Yoshitoshi Kanemaki isn’t any stranger to human feelings, imbuing his playful sculptures with not one however a number of expressions all of sudden. The Tokyo-based artist is thought for his “glitched” sculptures carved from single items of timber, and in his ongoing present sequence Prism, he continues to discover the character of distortion, reflection, and self-consciousness.
Perception Prism, the artist’s solo exhibition opening at FUMA Up to date this month, combines two ideas the artist dovetails in his chiseled-wood compositions.
“The word ‘insight’ carries the meaning of seeing into the essence of things with clarity, while ‘prism’ metaphorically refers to elucidating what is complex,” Kanemaki says.

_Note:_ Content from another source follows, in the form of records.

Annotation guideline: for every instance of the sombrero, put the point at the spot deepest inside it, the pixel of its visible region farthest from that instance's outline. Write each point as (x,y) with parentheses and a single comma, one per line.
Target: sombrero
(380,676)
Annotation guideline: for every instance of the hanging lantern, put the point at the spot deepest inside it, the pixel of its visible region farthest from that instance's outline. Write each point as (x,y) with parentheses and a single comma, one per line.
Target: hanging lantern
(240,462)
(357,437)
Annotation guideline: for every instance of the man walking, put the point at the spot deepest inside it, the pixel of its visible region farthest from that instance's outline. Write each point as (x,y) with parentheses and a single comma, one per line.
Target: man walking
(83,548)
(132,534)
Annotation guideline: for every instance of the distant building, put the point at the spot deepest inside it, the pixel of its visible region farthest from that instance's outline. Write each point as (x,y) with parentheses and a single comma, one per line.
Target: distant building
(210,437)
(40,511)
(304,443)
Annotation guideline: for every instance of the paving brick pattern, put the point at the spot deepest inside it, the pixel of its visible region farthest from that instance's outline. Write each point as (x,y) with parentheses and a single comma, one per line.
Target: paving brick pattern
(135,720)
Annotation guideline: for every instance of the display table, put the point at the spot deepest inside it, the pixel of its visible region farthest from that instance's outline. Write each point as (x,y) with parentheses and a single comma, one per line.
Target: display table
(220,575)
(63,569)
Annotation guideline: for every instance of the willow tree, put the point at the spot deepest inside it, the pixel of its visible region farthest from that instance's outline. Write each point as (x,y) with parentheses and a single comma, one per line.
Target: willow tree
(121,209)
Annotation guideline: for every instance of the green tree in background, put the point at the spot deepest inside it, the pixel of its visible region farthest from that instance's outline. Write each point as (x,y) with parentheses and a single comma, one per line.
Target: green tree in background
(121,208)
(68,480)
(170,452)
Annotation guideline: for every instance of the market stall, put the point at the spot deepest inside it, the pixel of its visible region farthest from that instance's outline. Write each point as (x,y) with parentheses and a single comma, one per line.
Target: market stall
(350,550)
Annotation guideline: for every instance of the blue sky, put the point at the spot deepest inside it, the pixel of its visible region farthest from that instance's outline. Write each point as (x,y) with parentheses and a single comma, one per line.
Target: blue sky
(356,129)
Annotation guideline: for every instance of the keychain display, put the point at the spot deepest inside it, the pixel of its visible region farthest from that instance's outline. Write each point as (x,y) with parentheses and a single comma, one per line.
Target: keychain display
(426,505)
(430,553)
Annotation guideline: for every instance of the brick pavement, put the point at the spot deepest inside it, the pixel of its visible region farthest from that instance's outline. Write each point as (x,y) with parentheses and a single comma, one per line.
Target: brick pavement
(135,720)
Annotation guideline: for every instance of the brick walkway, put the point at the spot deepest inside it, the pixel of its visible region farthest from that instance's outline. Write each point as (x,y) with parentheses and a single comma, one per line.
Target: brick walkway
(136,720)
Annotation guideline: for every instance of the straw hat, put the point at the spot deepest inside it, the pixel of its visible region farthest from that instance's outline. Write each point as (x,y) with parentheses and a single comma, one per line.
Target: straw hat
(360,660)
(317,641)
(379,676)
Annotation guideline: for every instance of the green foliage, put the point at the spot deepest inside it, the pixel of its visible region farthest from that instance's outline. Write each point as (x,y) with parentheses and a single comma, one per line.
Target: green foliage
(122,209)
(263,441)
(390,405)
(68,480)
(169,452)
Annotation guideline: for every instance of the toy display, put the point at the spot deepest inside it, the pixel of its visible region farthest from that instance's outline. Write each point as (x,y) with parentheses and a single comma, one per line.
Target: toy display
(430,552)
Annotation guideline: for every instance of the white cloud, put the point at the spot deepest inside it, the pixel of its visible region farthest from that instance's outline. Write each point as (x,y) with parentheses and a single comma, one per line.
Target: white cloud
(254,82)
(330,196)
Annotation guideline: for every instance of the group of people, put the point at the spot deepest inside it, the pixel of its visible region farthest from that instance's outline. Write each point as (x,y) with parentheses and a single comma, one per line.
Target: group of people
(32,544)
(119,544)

Via a fragmented triangular motif, he highlights warped options that refract, separate, and reassemble—very like the ever-evolving nature of human consciousness and social interactions.
Perception Prism marks the artist’s first solo exhibition in two years, presenting the most important sculpture he’s but created within the Prism sequence—the namesake of the present. Kanemaki delves into the a number of roles all of us play in our every day lives, switching between completely different variations of ourselves to take care of completely different conditions or environments. He says:
Whereas such shifts will be seen as a mandatory social method to maintain life working easily, there are occasions once we lose the imaginative and prescient of our “true self.”… The thought for my new sculptures started with the query: What may the type of trying to find one’s “true self” appear like?